The agreement outlines guidelines on power-sharing and governance, including settling boundary disputes, which will be guided by a Boundary Commission, and provides for an avenue for the people of South Sudan to participate in a referendum if need be to settle those disputes.
“No matter how much the world invests in South Sudan
, it is incumbent on the people to find lasting peace for their country,” Uhuru said.
Presidents Yoweri Museveni (Uganda), Ismael Omar Guelleh (Djobouti), host Omar al-Bashir and Somalia Prime Minister Hassan Ali Khayre witnessed the signing of the peace pact.

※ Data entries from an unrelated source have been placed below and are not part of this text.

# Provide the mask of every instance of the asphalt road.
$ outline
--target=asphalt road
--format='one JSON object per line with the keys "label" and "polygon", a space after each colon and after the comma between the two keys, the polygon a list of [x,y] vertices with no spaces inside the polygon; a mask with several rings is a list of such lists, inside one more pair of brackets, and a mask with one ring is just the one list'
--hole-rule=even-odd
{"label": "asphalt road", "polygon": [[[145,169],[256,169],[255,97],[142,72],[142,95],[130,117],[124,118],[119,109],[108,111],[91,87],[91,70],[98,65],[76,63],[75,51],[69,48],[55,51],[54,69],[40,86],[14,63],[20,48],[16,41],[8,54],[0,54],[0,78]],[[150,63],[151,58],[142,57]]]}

Rwanda was represented by Foreign Minister Louise Mushikiwabo.
Last week, Opposition leader Raila Odinga expressed disappointment in the unending crisis in South Sudan. However, he said Kenya will continue taking a central role in the negotiations between Kiir and Machar.
“We had hoped that independence in South Sudan would give way to reconstruction as happened in Vietnam and Algeria after protracted wars. But we have been disappointed,” Raila said.
“We, however, remain committed to the strategic partnership between our country and theirs and we will not give up,” Raila said on his Twitter page.
Foreign Affairs CS Monica Juma backed Raila’s remarks. She said the prolonged political conflict had made Kenya feel frustrated following the deaths and displacement of thousands of people.
Juma said it is disheartening that South Sudan is not taking the trajectory of development as expected after attaining independence in 2011.
“This was the newest country; it had a lot of expectations after struggling for a very long time. The war is devastating. The level of humanitarian crisis is serious,” Juma said.
Uhuru appealed to the political leadership in South Sudan to secure the future of the region by commencing the implementation of the agreement.
“Informed by our shared and common experiences and grounded in a long history of solidarity between Kenya and South Sudan, I urge each leader to leverage the diversity of South Sudan and harness it to build strong and responsible structures that respond effectively to the needs of the people,” he said.